Avevo un miliardo di domande, ma la lingua era paralizzata. Mi limitai a osservare Howie, che ricambiò lo sguardo. Sapete, mi sentivo come James Bond nel film dove Connery è legato a una specie di folle macchina di tortura. Si aspetta che io parli? chiede a Goldfinger, e l’altro gli risponde con un ghigno sardonico: No, io mi aspetto che lei muoia!Nel mio caso si trattava di un divertimento e non di un supplizio, ma non era poi tanto diverso. Quel giorno sembrava impossibile reggere il ritmo, per quanto mi sforzassi.
«Porta la pelliccia giù nel pulciaio. Spero che tu sappia dov’è.»
«Certo.» Grazie a Dio Lane mi aveva informato.
«Be’, è già qualcosa. Appena arrivato, spogliati e resta in mutande. Nient’altro, altrimenti creperai di caldo. E… conosci la prima legge del nostro mondo?»
Probabilmente sì, ma preferii non aprire bocca.
«Tieni sempre d’occhio il portafoglio. Fortunatamente questo parco è diverso dalle fogne dove ho lavorato nel fiore della giovinezza, ma è una regola comunque valida. Dammelo, te lo custodirò io.»

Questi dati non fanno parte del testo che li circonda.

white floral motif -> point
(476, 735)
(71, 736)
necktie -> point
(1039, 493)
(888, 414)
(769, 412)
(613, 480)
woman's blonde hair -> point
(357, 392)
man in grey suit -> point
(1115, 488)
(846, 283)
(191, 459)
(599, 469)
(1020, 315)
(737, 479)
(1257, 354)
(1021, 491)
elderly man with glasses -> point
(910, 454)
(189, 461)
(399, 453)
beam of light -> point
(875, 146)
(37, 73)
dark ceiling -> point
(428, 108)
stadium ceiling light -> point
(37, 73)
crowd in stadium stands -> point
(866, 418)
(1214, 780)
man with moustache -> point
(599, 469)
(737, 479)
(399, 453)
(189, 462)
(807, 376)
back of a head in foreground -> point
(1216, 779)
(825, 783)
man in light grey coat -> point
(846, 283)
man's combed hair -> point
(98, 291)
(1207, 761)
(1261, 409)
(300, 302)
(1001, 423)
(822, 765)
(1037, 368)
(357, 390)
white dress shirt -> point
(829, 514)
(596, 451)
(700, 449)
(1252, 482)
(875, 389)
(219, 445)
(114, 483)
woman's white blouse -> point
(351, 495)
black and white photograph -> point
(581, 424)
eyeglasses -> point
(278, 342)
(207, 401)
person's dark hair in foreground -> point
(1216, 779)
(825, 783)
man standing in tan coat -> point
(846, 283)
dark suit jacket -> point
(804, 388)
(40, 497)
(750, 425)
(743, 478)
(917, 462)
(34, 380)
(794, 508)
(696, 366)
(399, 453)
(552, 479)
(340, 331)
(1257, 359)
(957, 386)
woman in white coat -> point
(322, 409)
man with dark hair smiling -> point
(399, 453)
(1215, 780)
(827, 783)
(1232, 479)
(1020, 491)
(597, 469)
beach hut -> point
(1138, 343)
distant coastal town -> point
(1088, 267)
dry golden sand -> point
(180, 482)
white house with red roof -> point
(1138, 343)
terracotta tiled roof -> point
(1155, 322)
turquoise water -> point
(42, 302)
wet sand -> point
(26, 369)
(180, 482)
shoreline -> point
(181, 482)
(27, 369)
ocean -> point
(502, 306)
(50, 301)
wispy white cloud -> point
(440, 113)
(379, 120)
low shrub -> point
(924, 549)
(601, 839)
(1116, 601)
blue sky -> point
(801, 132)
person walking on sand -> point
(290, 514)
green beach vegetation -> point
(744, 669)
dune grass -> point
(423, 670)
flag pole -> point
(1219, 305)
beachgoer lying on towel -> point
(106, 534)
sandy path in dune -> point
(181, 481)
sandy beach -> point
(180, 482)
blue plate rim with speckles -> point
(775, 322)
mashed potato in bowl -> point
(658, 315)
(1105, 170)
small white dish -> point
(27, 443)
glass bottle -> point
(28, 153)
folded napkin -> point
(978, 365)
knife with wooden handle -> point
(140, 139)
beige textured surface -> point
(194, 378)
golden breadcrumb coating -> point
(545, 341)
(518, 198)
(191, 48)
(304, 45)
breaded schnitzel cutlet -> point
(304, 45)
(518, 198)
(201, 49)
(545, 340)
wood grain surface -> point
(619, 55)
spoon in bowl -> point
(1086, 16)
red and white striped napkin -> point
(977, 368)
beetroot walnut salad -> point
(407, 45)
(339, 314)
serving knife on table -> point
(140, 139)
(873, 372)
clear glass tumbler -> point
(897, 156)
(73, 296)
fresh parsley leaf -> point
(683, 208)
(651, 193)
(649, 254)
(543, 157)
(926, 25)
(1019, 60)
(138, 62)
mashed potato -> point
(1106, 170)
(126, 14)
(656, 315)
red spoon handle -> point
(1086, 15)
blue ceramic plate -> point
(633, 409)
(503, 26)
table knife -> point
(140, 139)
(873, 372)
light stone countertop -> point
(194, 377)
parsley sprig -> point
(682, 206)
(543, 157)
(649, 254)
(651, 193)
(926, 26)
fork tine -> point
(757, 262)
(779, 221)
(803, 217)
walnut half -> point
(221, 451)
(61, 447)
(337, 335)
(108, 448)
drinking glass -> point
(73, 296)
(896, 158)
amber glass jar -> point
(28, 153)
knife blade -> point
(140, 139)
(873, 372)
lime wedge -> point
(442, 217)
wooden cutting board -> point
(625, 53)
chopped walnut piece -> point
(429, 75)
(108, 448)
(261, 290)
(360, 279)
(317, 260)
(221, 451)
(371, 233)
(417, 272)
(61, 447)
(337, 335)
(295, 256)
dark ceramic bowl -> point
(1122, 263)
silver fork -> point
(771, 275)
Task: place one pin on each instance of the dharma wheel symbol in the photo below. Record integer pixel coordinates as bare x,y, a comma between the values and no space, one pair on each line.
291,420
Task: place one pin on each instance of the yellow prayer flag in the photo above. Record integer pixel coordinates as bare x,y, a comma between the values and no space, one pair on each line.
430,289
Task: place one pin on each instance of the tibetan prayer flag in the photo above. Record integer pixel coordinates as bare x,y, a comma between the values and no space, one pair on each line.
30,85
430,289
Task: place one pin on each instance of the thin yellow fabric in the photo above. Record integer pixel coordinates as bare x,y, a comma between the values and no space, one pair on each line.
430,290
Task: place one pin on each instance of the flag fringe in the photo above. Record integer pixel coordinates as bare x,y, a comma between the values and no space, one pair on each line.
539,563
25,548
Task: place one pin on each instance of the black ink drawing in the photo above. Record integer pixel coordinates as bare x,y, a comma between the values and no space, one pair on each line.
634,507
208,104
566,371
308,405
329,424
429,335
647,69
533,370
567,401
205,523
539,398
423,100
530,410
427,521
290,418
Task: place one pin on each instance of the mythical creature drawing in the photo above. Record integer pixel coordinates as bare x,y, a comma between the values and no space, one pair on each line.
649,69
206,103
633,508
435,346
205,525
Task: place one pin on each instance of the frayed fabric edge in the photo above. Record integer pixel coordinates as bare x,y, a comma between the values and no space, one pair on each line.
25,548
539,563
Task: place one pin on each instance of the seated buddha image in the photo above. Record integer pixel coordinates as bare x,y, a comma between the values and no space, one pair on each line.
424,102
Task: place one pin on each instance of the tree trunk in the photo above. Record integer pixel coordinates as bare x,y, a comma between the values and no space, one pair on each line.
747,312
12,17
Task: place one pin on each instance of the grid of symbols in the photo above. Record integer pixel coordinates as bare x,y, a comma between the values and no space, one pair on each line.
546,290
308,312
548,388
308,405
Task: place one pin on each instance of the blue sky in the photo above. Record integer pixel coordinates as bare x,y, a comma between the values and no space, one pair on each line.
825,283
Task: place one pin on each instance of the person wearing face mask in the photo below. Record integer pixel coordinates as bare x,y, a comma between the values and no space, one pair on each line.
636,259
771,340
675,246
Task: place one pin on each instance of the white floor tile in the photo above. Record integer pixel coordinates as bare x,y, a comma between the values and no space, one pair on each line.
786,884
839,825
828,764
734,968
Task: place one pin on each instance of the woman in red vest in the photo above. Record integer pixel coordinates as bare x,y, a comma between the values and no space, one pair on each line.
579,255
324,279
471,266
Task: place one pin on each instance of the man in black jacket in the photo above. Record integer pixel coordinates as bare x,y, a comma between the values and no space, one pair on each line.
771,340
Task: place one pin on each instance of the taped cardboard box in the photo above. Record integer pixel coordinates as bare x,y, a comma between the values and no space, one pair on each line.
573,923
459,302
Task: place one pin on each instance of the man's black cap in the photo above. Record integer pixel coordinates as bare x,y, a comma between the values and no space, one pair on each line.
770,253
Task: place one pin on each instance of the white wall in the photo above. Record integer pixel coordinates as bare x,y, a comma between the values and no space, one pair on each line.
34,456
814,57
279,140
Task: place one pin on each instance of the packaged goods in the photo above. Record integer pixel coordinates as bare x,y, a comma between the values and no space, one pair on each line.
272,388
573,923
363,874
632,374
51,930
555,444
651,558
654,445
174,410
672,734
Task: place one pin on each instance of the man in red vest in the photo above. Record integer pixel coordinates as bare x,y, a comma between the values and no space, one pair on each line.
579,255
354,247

Glielo consegnai senza azzardarmi a protestare.
«Adesso scappa via. Però, prima di svestirti, bevi tanta acqua, fino a gonfiarti la pancia. E non mangiare nulla, anche se hai una fame da lupi. Alcuni ragazzini si sono beccati un colpo di calore, vomitando dentro le tute, con pessimi risultati. Abbiamo quasi sempre dovuto buttarle nella spazzatura. Allora, bevi, spogliati, infilati il travestimento, fatti aiutare con la cerniera, e poi corri giù dal Corso verso la Borgata. Segui l’indicazione e non ti sbaglierai.»
Fissai perplesso gli occhioni azzurri di Howie.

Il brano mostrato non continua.